Le programme « Apiluz » a également des contraintes sur la logistique, telle que l’augmentation du temps de récolte et d’andainage pour les bandes non fauchées.
Un traitement particulier de la luzerne des bandes non fauchée permet de limiter l’incidence sur la qualité des produits finis.
Reconduction et amélioration de l’expérimentation pour 2016
Au regard des résultats positifs présentés par RBA et Luzéal, les agriculteurs, les représentants de la coopérative et de Symbiose souhaitent poursuivre ce projet pour 2016 à l’échelle de la commune de Beine-Nauroy. Afin de facilité la récolte, quelques évolutions seront apportées au protocole d’expérimentation (largeur des bandes réduite à 3 m tout en conservant le même ratio de luzerne conduite en bande non fauchée).
La volonté est d’augmenter le nombre de parcelles concernées et de mieux les disséminer sur le territoire de la commune.
Interview de Benoit Lampson, Président de Luzéal
Pourquoi avez-vous souhaité vous impliquer dans le projet Apiluz avec Symbiose ?
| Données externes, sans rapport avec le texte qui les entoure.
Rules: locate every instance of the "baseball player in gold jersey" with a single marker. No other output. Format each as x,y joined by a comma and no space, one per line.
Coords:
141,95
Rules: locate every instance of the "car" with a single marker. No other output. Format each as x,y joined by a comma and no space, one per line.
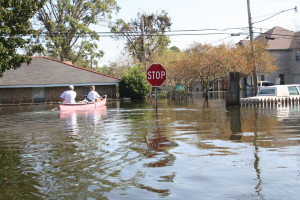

Mettre en évidence les aménités d’une production est toujours porteur pour une filière.
La luzerne, quasiment seule grande culture régionale ayant une floraison estivale, c’est sans ambiguïté que Luzeal a répondu favorablement à cette demande, et ainsi répondre aux besoins des apiculteurs de notre territoire.
Les agriculteurs de Beine-Nauroy ont d’ailleurs accueilli avec bienveillance cette démarche.
Les quelques petites complications quant à l’organisation des chantiers de plaine sont sans commune mesure par rapport aux services rendus à nos apiculteurs.
Il n’y a pas de vie sans abeille, vecteur de la fécondation de nombreuses espèces végétales, et lorsque les différentes corporations d’un territoire peuvent se rendre service, la boucle est bouclée.
Quelles suites voulez-vous donner à ce projet ?
Effectivement cette belle expérimentation ne doit pas rester à ce stade.
Preuve est faite que la luzerne est une des solutions contribuant au respect de la biodiversité.
Je pense que la filière « luzerne », au travers de Coop de France Deshy doit être un véritable moteur de développement de cette démarche.
La généralisation de cette opération aura un coût pour la filière, au travers notamment de l’indemnisation des planteurs de luzerne.
Les aménités ont une valeur, la Société et les services publics doivent le reconnaître et y contribuer.
Ce projet est dans la continuité des expérimentations impulsées par Coop de France déshy.
Cette étude est financée par le Conseil Régional Champagne-Ardenne, la Dreal Champagne-Ardenne, l’Europe, la Fondation Nature et Découverte, la Fondation d’entreprise du Crédit Agricole Nord Est et la Chambre d’Agriculture de la Marne.